Mes enfants étaient scolarisés, inscrits dans des clubs de football et ils parlent tous allemand. Ils ont 4, 5, 6, 8, 12 et 14 ans. Les plus jeunes sont nés en Allemagne. Les deux derniers étaient inscrits à un club de foot et leurs compagnons étaient très tristes de les voir partir, ils ont tout fait pour nous porter recours contre la décision d’expulsion, mais il y a eu rien à faire.
Après y avoir vécu six ans, avec mon mari et mes six enfants, nous avons dû tout quitter et nous avons donc décidé de partir pour le Royaume-Uni car j’ai trois frères qui sont installés là-bas de manière légale.

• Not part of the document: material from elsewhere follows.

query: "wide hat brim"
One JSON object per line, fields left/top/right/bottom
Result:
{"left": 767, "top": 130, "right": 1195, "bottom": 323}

Nous nous sommes déjà fait arnaquer par un passeur et nous n’avons plus confiance en personne. Mais nous n’avons pas d’alternatives pour aller au Royaume-Uni. Si nous trouvons un passeur de confiance, nous allons tenter la traversée dans les dix jours à venir. Si cela échoue, on envisage de rester en France mais j’ai très peur que notre vie ici s’arrête d’un coup, comme en Allemagne.
Je ne voudrais pas prendre la mer car j’ai très peur pour mes enfants. Mon mari est diabétique et mon petit est asthmatique. Je ne veux pas leur faire risquer la vie et les voir mourir. J’ai très peur.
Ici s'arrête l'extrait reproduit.